Thursday, March 5, 2009
(Updated 1:33 pm)

Tyco Electronics is laying off workers at all four of its Triad plants as it slashes 20 percent of its worldwide work force.

The company would not say Wednesday how many workers here will be laid off during the process, said Mike Ratcliffe, the company's communications manager in Pennsylvania. The reductions are likely to continue through September, the company said.

Tyco's 100,000 workers make electronic connectors used in cars, appliances, telecommunications equipment and other goods. But durable goods makers - and their suppliers - have been hit especially hard as consumers wait out the worst recession in decades.

"By the end of the fiscal year we will have reduced employment globally by 20,000 positions," Ratcliff said.

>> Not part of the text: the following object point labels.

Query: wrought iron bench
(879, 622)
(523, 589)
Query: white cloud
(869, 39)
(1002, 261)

Tyco had not notified the mayors of High Point and Greensboro of any layoffs by Wednesday. Ben Barnwell, manager of Greensboro's Employment Security Commission office, said the company has not notified him of any cuts.

The company operates three Greensboro plants on Pegg Road, Piedmont Triad Parkway and Burgess Road. Its Winston-Salem plant is on Reidsville Road.

Ratcliffe would not say how many people work in the plants, but he said the Triad's work force makes up the vast majority of the company's 3,000 workers in North Carolina.

Full-time workers will not bear the brunt of the cuts, he said. Tyco will also cut jobs through attrition, will reduce its force of temporary workers and will end deals with contract workers.

The company said in January it would cut 2,500 workers by closing plants in Pennsylvania and moving some of that production to Greensboro.

But it eliminated a few local jobs at the time, and it would not say whether it would hire more workers here to handle the Pennsylvania production.

"It's totally dependent upon the market," Ratcliff said Wednesday. "If we're closing a plant (in Pennsylvania) and moving it to North Carolina, that means those plants have capacity ... to accept that work. Certainly it's a very challenging economy. We've got to right-size the business. Whether that move is preserving jobs I can't say."